Despite Daily Press Rumbles, Stelter Squeals Trump's 'Self-Isolating' in Fox News 'Safe Space'

March 31st, 2020 8:49 AM

CNN Reliable Sources host Brian Stelter spent many months complaining about the lack of White House press briefings...then when Trump took questions on the lawn, it was the lack of "formal" press briefings. Now there are daily briefings in the James Brady Briefing Room, and Stelter's complaining "Trump is self-isolating at his safe space: Fox News."

Stelter should be quite physically fit after all this energetic goalpost-moving. 

Keep in mind this came about half a day before Gov. Andrew Cuomo submitted to another brutal interview with....his brother Chris on CNN. That's less "news interview" and more The Smothers Brothers Comedy Hour (yes, I'm dating myself).

Stelter complained that the president called into Fox & Friends, for his third Fox News interview in the last week, which added up to "54 minutes with hardly a tough question or assertive follow-up." That sounds like an apt description of almost every episode of Reliable Sources. But let's continue. 

If the ratings-conscious president had wanted to reach a bigger audience, he would have called into the Today show or Good Morning America. If he had wanted to be heard on the global stage, he would have granted an interview to CNN.

His decision to stay on Fox suggests he wants to shore up his base — and avoid difficult questions.

Now let's go back to reminding Stelter: Trump is doing a daily briefing...with reporters from ABC and NBC and CNN and PBS and their "tough questions and assertive follow-ups." As Ed Morrissey joked at Hot Air, "This claim is so easily debunked that it’s amazing it appears at all, especially at CNN."

Stelter admits this, but then dismisses it: "But the briefing dynamic is different than a traditional interview." He pines for a 60 Minutes interview, where Trump would "face some serious questioning."

Translation: In a briefing, the president can breezily move on to the next questioner. A long interview with one anchor would be a tougher assignment. 

But Stelter refuses to admit what everyone knows: a Democratic president has a much larger "safe space" of supportive interviewers. Barack Obama adored doing long interviews on 60 Minutes -- it was such a safe space we wrote an entire report entitled Syrupy Minutes. Anderson Cooper certainly provided a "safe space" for an anti-Trump porn star on that show. 

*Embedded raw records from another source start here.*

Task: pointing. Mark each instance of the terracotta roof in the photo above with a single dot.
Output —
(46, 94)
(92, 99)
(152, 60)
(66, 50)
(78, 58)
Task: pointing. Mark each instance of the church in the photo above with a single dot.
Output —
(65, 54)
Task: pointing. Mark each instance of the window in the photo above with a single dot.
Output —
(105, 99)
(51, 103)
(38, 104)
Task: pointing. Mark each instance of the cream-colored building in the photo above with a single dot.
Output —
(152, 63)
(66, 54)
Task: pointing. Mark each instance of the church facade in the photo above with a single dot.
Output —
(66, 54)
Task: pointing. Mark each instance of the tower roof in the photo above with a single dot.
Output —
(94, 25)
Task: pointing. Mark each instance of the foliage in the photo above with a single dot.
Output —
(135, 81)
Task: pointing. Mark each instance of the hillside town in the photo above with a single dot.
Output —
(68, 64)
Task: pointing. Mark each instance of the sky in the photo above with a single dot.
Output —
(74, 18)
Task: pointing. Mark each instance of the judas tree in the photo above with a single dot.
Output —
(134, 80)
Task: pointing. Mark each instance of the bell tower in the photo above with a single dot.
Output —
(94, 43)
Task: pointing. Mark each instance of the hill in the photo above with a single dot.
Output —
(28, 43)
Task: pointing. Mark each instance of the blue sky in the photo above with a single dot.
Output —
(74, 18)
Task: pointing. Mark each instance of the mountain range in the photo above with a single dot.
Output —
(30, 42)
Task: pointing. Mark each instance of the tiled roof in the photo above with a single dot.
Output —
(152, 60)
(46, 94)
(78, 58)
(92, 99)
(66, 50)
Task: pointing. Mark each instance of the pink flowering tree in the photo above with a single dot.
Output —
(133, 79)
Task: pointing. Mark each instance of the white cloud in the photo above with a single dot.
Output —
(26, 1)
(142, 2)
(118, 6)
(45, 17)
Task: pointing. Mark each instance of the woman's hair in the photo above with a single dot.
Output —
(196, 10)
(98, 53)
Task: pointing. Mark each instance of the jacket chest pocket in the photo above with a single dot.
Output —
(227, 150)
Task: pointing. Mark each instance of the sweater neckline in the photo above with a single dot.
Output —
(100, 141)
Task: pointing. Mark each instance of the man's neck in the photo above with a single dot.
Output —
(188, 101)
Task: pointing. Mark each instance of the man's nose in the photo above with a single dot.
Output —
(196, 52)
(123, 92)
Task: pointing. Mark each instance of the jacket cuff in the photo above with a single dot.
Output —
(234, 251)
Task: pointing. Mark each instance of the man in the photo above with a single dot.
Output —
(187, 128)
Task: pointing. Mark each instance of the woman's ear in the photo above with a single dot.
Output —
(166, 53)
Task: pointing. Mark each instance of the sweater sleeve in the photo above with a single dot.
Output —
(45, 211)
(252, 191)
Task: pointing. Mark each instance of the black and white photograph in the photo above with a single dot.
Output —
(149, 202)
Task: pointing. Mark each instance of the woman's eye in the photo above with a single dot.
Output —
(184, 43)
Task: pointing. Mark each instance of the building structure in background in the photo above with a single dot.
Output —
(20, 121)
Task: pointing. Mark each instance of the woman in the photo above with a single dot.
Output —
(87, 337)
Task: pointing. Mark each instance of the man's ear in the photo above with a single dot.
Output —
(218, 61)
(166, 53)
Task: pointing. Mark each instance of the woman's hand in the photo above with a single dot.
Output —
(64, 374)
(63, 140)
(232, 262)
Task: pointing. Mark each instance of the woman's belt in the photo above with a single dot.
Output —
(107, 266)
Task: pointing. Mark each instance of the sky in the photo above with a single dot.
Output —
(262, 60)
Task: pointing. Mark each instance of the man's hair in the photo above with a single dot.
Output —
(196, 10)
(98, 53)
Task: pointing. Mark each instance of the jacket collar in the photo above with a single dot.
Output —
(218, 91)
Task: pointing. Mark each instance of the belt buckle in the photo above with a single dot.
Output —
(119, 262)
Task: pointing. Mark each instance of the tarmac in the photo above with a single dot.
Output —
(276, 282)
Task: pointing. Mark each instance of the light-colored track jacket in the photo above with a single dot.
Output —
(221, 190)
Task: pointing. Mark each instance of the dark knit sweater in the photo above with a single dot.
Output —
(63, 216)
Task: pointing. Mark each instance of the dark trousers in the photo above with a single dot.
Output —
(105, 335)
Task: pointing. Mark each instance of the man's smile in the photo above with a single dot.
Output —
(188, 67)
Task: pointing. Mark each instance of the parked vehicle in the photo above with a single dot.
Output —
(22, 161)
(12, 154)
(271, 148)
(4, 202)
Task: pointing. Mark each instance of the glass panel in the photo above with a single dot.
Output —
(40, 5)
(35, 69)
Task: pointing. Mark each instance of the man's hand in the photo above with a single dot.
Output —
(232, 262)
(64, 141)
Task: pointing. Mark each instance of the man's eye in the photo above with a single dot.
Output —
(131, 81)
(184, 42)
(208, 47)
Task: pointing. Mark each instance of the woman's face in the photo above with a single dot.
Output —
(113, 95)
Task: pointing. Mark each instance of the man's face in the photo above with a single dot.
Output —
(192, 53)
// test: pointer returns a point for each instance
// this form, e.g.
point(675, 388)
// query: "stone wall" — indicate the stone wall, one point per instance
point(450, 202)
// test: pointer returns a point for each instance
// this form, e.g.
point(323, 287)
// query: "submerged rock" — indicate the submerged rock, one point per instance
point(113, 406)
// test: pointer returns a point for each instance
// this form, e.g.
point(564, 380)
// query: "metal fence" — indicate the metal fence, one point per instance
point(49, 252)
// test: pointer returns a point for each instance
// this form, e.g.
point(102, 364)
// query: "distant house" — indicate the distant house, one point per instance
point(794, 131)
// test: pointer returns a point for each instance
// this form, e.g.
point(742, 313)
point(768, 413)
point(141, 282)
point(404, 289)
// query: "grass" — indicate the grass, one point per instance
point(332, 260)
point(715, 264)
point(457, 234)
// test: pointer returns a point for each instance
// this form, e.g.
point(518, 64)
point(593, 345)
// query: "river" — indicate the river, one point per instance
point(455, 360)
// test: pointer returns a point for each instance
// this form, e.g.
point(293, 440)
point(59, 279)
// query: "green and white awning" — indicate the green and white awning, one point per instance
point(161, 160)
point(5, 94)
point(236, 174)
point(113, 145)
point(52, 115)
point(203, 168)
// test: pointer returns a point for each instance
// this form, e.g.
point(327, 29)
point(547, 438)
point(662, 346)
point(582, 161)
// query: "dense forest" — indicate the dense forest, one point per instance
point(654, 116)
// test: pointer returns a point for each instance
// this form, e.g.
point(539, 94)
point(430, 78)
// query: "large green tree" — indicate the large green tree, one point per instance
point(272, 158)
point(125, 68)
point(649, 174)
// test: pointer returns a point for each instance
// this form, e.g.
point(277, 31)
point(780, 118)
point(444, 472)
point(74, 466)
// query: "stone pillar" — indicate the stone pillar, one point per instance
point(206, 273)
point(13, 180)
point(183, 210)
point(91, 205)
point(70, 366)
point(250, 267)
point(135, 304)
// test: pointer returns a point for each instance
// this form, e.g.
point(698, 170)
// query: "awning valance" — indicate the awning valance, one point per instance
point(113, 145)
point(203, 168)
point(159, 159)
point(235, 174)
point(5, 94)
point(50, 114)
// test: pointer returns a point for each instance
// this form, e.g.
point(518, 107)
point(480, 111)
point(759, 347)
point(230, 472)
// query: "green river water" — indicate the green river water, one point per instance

How many interviews did Barack Obama do on the Fox News Channel? (And let's put an asterisk on the Super Bowl interview with Bill O'Reilly, since that only replayed on Fox News.) How many interviews did Hillary Clinton grant to Fox News in the 2016 cycle? How many presidential primary debates are the Democrats allowing on the Fox News Channel? Maybe someone should do a little less swaggering about the Safe Spaces.